Wall Street ended the day lower on Wednesday, after meeting minutes showed U.S. Federal Reserve officials split on when to ease back on economic stimulus, while COVID-19’s spread weighed on oil for the fifth straight day.
Wall Street hit new lows following the release of the minutes, which detailed the Fed’s July 27-28 policy meeting. The Dow Jones Industrial Average ended the day down 1.07%, while the S&P 500 lost 1.07% and the Nasdaq Composite fell 0.89%.

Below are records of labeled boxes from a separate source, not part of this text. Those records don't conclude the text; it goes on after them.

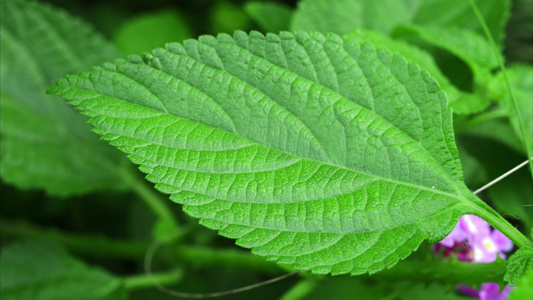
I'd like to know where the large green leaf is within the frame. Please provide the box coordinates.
[0,0,126,195]
[291,0,422,34]
[0,241,124,300]
[413,0,511,44]
[49,32,512,274]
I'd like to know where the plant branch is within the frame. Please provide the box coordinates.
[371,259,507,285]
[468,0,533,176]
[454,109,507,134]
[123,269,183,291]
[0,220,285,275]
[117,168,178,227]
[280,278,319,300]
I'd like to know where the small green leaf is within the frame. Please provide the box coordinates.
[413,0,511,45]
[0,241,124,300]
[507,269,533,300]
[291,0,422,34]
[503,248,533,286]
[114,9,192,55]
[244,1,292,32]
[0,0,127,196]
[488,168,533,232]
[491,65,533,176]
[346,29,490,114]
[48,32,512,274]
[392,25,498,81]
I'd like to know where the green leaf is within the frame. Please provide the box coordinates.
[345,29,484,114]
[413,0,511,45]
[244,1,292,32]
[507,269,533,300]
[114,9,192,54]
[491,65,533,176]
[393,281,465,300]
[345,29,458,95]
[503,248,533,286]
[488,168,533,228]
[392,25,498,80]
[302,276,389,300]
[0,0,126,196]
[291,0,423,34]
[0,241,124,300]
[48,32,516,274]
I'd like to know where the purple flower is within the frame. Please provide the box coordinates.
[434,215,513,300]
[457,283,514,300]
[479,283,514,300]
[472,229,513,262]
[435,215,513,262]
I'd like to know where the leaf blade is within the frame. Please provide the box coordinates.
[49,32,490,274]
[0,0,126,196]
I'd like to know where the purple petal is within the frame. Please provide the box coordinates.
[492,229,514,252]
[459,215,491,243]
[479,283,512,300]
[455,284,479,298]
[472,244,498,262]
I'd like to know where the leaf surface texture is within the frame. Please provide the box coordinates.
[49,32,490,274]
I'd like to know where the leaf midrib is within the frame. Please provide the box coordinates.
[63,83,468,207]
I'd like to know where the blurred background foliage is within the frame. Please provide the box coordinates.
[0,0,533,300]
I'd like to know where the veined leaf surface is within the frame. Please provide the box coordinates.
[49,32,497,274]
[0,0,129,196]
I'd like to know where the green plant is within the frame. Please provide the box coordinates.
[0,0,533,299]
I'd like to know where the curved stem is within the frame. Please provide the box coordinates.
[122,270,183,291]
[475,198,533,248]
[0,219,285,275]
[370,259,507,285]
[280,278,319,300]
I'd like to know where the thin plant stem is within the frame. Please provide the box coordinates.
[280,278,319,300]
[455,109,507,134]
[144,241,303,299]
[0,219,284,275]
[468,0,533,176]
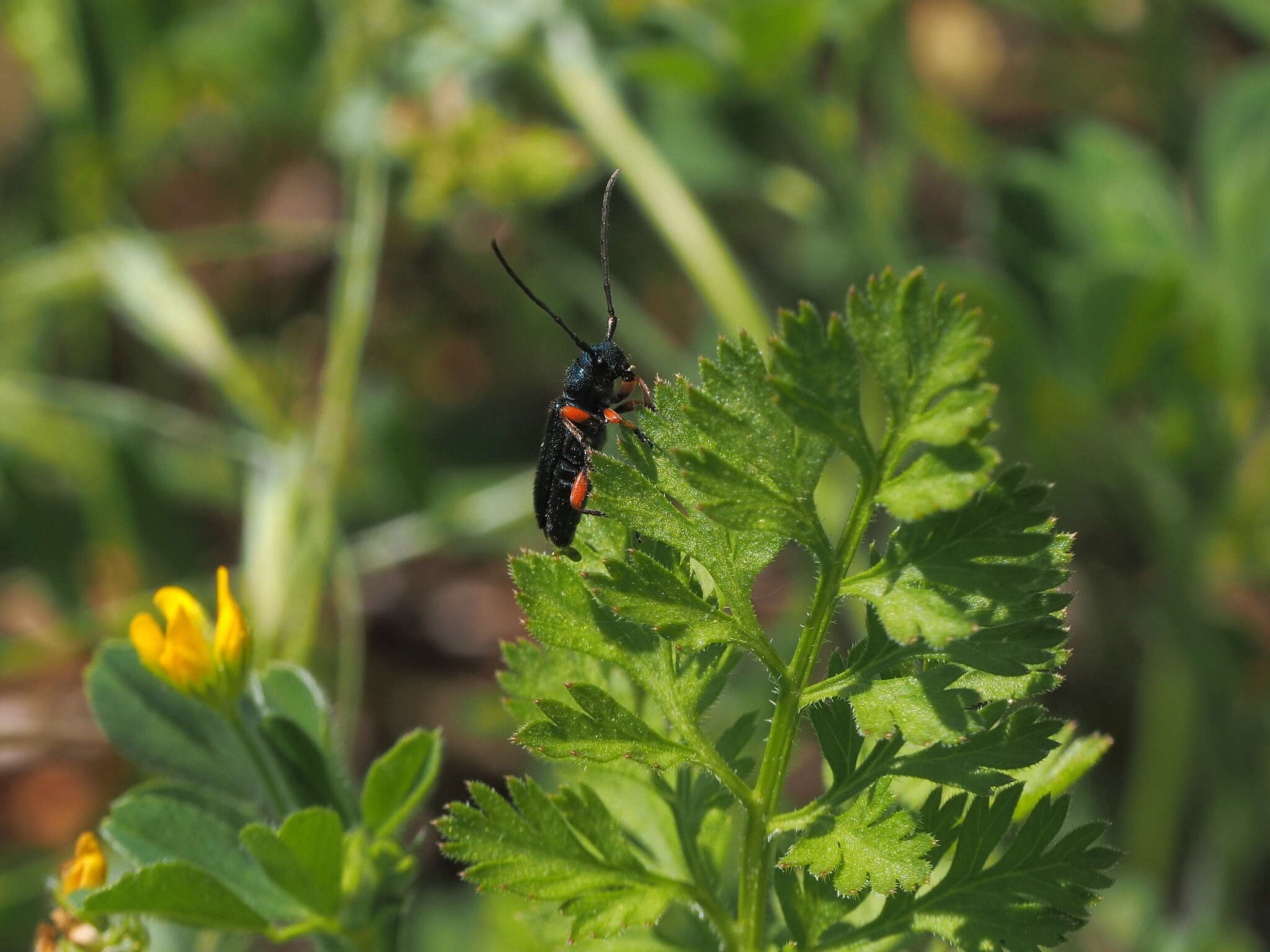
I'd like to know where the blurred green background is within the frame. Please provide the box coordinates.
[0,0,1270,952]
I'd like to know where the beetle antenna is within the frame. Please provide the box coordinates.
[489,239,589,353]
[600,169,621,340]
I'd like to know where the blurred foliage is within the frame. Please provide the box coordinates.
[0,0,1270,950]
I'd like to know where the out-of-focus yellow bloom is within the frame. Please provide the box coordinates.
[212,565,250,670]
[159,606,213,688]
[32,923,57,952]
[128,566,250,697]
[62,830,105,892]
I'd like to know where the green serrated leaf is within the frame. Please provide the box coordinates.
[102,795,305,920]
[912,785,1119,952]
[771,301,876,471]
[876,441,1001,519]
[848,665,979,744]
[888,706,1063,796]
[583,550,768,653]
[592,378,788,586]
[1011,722,1111,822]
[781,779,935,896]
[497,638,619,723]
[847,270,1000,519]
[674,449,819,549]
[84,862,269,932]
[772,870,863,948]
[512,552,737,723]
[842,467,1070,646]
[437,778,683,938]
[515,684,692,769]
[362,729,441,838]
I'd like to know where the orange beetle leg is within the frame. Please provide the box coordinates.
[569,470,590,509]
[605,406,636,429]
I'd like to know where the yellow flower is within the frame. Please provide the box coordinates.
[212,565,250,670]
[128,566,250,697]
[62,830,105,892]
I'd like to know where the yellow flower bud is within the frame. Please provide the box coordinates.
[32,923,57,952]
[128,612,162,670]
[155,585,207,631]
[159,603,213,689]
[62,830,105,892]
[213,565,250,671]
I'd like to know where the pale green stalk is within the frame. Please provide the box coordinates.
[545,17,771,340]
[282,148,388,660]
[737,435,895,952]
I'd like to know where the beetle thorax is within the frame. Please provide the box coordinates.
[564,340,634,410]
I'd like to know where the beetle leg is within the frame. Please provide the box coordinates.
[560,416,590,446]
[615,377,657,414]
[605,406,653,446]
[569,470,590,509]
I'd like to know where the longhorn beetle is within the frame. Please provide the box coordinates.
[491,169,657,549]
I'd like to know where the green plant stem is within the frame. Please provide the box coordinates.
[290,148,388,661]
[333,542,366,750]
[692,884,738,952]
[545,15,771,340]
[737,459,889,952]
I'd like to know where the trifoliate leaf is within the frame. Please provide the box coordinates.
[781,779,935,896]
[239,808,344,915]
[515,684,692,769]
[102,793,306,920]
[362,729,441,838]
[84,861,269,932]
[437,779,686,938]
[771,301,876,471]
[888,706,1063,796]
[842,467,1070,646]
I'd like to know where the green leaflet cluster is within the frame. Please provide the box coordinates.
[440,271,1115,950]
[76,641,441,947]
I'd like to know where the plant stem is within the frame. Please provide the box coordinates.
[545,17,771,340]
[283,148,388,660]
[737,467,887,952]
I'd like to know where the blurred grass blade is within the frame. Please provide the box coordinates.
[0,373,262,461]
[546,17,771,340]
[241,439,306,663]
[352,470,533,574]
[97,236,283,435]
[281,148,389,661]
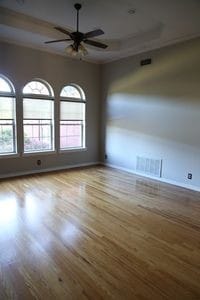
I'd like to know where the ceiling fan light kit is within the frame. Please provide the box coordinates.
[45,3,107,58]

The MSCI world equity index, which tracks shares in 45 nations, fell 0.58%.
The minutes fleshed out the Fed’s thinking on when to taper its monthly bond purchases, and showed that Fed officials expected it is possible they could ease that stimulus this year if the economy continues to improve as expected.
However, the minutes showed officials noted that the spread of the COVID-19 Delta variant could temporarily delay the full reopening of the economy and restrain a jobs market that looms large in the Fed’s thinking.
“Since the July FOMC meeting, the probability of a September announcement and an October, or November, start date to tapering those purchases has increased considerably, in our view, with the August payroll release coming out in early September likely to be the most important factor to tip the scales,” said Bob Miller, BlackRock’s Head of Americas Fundamental Fixed Income.
The ongoing spread of COVID-19 cases continued to weigh down crude, which fell for the fifth straight day on concerns of diminishing travel demand. Brent crude ended down 80 cents, or 1.2%, at $68.23 a barrel. The global benchmark has lost 11% in the last 13 trading days dating to the end of July. U.S. crude futures settled down $1.13, or 1.7%, to $65.46 a barrel.
U.S. Treasury yields also fell after the release of the Fed minutes, with investors eyeing a potential taper by the end of the year. Benchmark 10-year notes fell to 1.2634%, after rising to a session high of 1.300% before the minutes were disclosed.
The ongoing spread of the COVID-19 Delta variant and disappointing economic data is driving up concerns that the global economic comeback might be diminished, while turmoil in Afghanistan and a new China crackdown on the technology sector added fuel to the fire.